In der Kleinstadt selbst, wo der unbewaffnete schwarze Teenager vor drei Monaten von dem weißen Polizisten Darren Wilson niedergeschossen worden war, versammelten sich nachts erneut zwischen 200 und 300 Menschen vor der Polizeistation. Als die Polizei die Menge aufforderte, die Straße zu räumen, kam es nach Angaben eines Reporters zu mindestens zwei Festnahmen, jeoch zu keinen weiteren Ausschreitungen. In der Nacht auf Dienstag waren schwere Unruhen ausgebrochen. Es gab Plünderungen, Häuser wurden in Brand gesetzt. Auslöser war die Entscheidung einer Geschworenenjury, dass Darren Wilson nicht angeklagt wird.
Keine Schüsse in den Rücken

Zeugen hatten berichtet, dass Brown wehrlos gewesen sei, seine Hände gehoben und der Polizist ihm in den Rücken geschossen habe. Doch viele dieser Aussagen seien falsch gewesen, sagt der Staatsanwalt. Brown habe keine Schussverletzungen im Rücken gehabt.

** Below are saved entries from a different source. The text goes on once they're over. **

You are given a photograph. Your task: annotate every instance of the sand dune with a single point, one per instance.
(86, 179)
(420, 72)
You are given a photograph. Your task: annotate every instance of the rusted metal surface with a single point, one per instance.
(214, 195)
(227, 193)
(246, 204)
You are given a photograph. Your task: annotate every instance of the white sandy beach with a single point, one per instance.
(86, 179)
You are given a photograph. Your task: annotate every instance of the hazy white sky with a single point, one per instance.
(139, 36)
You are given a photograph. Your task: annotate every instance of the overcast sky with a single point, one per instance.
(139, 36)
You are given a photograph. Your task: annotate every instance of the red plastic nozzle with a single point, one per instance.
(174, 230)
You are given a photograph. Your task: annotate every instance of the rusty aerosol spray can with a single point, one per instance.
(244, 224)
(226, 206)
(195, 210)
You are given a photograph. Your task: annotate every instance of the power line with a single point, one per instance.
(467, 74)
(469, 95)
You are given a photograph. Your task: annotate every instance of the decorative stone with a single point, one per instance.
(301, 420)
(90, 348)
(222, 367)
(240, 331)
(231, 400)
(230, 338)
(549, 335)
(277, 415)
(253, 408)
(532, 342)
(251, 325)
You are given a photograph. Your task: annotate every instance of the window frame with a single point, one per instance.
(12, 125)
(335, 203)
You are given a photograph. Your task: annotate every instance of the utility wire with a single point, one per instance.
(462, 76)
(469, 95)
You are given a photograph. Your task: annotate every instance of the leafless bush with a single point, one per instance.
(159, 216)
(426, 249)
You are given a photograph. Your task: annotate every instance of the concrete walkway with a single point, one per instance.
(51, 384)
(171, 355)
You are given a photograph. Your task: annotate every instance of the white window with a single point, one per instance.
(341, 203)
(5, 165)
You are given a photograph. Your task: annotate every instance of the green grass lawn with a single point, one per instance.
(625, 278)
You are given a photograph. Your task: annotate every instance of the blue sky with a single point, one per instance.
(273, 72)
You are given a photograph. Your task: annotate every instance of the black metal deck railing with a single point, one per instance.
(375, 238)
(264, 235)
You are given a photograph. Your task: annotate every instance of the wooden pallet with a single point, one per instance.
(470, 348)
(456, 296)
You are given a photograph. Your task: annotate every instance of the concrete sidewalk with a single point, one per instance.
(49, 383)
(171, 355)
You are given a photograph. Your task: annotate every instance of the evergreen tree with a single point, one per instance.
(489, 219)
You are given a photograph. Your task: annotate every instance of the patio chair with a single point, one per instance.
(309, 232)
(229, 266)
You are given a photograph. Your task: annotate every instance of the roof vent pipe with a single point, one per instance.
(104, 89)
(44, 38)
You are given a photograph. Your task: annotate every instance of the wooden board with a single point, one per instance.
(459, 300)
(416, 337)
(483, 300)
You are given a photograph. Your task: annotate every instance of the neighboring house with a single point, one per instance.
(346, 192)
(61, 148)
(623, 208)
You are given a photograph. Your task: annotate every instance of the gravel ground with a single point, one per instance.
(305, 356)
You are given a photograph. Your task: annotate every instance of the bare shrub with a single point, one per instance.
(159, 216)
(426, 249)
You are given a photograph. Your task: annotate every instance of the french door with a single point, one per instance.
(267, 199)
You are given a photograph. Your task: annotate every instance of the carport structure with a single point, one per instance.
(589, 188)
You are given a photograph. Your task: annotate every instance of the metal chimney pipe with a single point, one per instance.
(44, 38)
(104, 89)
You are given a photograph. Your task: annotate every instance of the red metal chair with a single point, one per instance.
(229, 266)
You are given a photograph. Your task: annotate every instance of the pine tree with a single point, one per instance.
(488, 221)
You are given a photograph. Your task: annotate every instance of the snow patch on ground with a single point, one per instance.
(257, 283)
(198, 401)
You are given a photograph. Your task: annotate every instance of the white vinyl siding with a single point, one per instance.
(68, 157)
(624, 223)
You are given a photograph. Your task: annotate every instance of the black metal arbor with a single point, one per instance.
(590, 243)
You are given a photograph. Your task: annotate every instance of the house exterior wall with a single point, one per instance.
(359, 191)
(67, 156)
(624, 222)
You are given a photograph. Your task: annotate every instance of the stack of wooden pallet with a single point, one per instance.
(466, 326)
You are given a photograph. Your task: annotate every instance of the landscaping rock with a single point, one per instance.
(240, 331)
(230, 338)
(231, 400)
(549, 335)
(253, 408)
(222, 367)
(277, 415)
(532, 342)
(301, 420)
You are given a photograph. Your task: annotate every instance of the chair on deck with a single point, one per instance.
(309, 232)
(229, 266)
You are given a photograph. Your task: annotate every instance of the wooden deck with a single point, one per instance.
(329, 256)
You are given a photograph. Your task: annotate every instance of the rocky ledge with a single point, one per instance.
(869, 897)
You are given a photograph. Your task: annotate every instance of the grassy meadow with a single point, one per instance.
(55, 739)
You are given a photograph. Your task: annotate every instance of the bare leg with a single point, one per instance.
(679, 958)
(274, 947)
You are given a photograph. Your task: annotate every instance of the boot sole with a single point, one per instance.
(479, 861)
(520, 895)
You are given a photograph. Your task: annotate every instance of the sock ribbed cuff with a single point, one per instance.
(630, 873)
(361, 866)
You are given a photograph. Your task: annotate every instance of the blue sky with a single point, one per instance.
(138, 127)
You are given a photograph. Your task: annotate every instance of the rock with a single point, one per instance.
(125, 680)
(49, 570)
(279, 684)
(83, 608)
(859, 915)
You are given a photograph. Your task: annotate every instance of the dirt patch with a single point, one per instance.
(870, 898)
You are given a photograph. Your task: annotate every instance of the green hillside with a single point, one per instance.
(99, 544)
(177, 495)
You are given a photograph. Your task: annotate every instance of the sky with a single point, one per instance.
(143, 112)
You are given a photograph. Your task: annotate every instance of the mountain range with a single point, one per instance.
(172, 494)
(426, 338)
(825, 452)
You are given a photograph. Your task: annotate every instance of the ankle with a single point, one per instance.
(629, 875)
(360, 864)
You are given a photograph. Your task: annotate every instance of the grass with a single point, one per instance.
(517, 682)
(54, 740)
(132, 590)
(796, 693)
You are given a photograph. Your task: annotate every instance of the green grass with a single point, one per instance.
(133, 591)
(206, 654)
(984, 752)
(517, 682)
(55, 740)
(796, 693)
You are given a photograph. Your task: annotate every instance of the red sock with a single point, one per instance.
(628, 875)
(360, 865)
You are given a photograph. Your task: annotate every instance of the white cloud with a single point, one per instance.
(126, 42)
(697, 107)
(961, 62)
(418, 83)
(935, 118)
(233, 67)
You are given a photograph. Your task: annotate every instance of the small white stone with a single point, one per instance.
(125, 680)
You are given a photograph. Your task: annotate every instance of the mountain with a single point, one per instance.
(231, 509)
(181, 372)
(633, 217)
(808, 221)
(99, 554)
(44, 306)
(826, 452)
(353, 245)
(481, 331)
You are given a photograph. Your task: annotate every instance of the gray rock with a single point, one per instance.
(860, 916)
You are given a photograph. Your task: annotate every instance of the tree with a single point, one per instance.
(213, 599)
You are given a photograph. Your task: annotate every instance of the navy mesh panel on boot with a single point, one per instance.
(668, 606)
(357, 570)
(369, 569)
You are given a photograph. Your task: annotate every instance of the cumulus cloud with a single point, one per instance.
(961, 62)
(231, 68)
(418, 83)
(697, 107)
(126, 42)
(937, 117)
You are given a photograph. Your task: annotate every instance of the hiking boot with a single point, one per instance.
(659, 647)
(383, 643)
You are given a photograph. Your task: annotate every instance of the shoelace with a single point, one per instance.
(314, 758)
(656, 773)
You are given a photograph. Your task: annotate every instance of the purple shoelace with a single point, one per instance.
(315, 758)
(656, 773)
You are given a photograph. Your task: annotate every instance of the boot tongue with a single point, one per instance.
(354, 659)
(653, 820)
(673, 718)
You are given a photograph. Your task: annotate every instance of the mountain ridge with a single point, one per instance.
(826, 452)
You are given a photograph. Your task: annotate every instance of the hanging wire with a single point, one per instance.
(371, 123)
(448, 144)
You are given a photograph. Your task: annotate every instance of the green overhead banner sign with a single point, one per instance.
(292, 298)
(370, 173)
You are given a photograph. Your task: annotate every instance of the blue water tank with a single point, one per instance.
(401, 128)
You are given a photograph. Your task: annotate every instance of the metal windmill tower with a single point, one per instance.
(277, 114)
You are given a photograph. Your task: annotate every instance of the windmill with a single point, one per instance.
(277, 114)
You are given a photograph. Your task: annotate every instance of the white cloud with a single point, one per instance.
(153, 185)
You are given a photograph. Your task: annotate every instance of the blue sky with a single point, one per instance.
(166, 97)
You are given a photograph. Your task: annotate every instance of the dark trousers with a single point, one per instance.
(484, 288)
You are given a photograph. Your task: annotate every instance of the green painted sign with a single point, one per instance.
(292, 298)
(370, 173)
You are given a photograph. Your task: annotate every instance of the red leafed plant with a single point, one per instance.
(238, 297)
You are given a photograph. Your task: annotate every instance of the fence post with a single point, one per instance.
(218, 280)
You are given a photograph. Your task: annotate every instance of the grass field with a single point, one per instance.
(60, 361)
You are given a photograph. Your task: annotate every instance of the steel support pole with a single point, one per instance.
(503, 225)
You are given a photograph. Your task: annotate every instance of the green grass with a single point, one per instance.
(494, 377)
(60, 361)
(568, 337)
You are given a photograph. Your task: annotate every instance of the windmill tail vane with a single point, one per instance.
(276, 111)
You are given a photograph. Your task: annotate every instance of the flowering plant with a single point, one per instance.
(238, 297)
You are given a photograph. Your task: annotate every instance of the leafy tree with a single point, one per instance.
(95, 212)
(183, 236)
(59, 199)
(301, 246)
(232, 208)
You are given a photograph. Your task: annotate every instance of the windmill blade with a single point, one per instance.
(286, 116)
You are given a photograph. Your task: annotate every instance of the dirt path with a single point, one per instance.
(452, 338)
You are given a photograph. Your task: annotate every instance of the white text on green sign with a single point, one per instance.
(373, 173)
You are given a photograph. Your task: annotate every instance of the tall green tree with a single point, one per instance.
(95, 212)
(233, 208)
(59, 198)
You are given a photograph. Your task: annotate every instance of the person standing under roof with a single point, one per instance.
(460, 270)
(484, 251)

Darren Wilson im TV-Interview
Wilson meldete sich erstmals öffentlich zu Wort. Er bedauere den Tod Browns, würde aber nicht anders handeln, sagte Wilson dem TV-Sender ABC. Er habe im August um sein Leben gefürchtet und nur seinen Job getan. Er habe ein reines Gewissen, fügte Wilson nach Angaben des Senders an. Danach gefragt, ob er auch so gehandelt hätte, wenn Brown weiß gewesen wäre, sagte der Polizist: "Ja, (...) keine Frage."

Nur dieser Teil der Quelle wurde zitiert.